In calculus, indeterminate forms are expressions that arise when we attempt to evaluate certain types of limits. These forms do not have a clear or obvious value without further analysis. Common examples include expressions like \( \frac{0}{0} \), \( \frac{\infty}{\infty} \), \( 0 \cdot \infty \), \( \infty - \infty \), \( 1^\infty \), \( 0^0 \), and \( \infty^0 \).
Such forms require special techniques to evaluate, like L'Hôpital's Rule, algebraic manipulation, or series expansion. They present an opportunity to explore deeper properties of functions and their behaviors as they approach certain values.
However, it's worth noting that not all forms are indeterminate. For example, \( \frac{0}{\infty} \) and \( \infty \cdot \infty \) are not considered indeterminate because their limits can be determined directly to be \( 0 \) and \( \infty \) respectively, under specific conditions.

Limit evaluation is a critical aspect of calculus that involves finding the value that a function approaches as the input (or variable) approaches a specific point. Finding a limit can sometimes involve straightforward substitution, while other scenarios require more nuanced approaches.
In the original exercise, each limit had to be evaluated by observing the behavior of individual function components as the variable approaches a limit point.

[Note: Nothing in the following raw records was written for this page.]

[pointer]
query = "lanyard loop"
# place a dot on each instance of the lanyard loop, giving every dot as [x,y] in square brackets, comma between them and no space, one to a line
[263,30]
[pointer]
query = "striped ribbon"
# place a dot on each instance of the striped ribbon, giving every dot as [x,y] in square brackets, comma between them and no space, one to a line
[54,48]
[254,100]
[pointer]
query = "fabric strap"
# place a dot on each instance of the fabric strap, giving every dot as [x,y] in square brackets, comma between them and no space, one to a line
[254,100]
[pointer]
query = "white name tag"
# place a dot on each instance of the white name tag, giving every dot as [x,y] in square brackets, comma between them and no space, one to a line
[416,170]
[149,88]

• For example, to evaluate \( \lim _{x \rightarrow 0^{+}} \frac{x}{\ln x} \), a direct substitution wouldn't work because it leads to the form \( 0/(-\infty) \). However, understanding that \( \ln x \to -\infty \) allows us to conclude that the limit approaches \( 0 \).
• Each limit requires identifying key components and considering their limits to derive the overall limit. Simple forms like \( \frac{0}{\infty} \) do not need further calculation as they can be evaluated more directly as 0.

Asymptotic behavior describes how a function behaves as the input approaches a particular point, often infinity or some finite value. This behavior is crucial in evaluating limits, especially when the output is not readily apparent.
For instance, in evaluating \( \lim _{x \rightarrow +\infty} \frac{x^{3}}{e^{-x}} \), as \( x \) increases, \( x^3 \) grows indefinitely, and \( e^{-x} \) approaches zero. The result is an \( \infty/0 \) form, where the numerator dominates the denominator, leading to a limit of \( +\infty \).
Recognizing asymptotic behavior is essential in identifying when certain terms become negligible and others dominant. This helps simplify complex relationships to evaluate limits effectively.

Infinity is a concept in calculus that describes unbounded behavior or quantities. It is not a number but an idea that represents endless continuation. Understanding how functions behave as they approach infinity is essential because it helps describe their long-term behavior.
In the original exercise, several limits involved terms approaching \( +\infty \) or \( -\infty \). For instance:

• \( \lim _{x \rightarrow -\infty}(x+x^{3}) \): Here, \( x^3 \) becomes very large and negative much faster than \( x \), so the expression tends towards \( -\infty \).
• Situations like \( +\infty - (-\infty) \) simplify to \( +\infty \) because subtracting a negative infinity from a positive infinity results in something infinitely large and positive.

Interactions involving infinity often simplify complex expressions in limits, helping describe how functions behave at extreme values.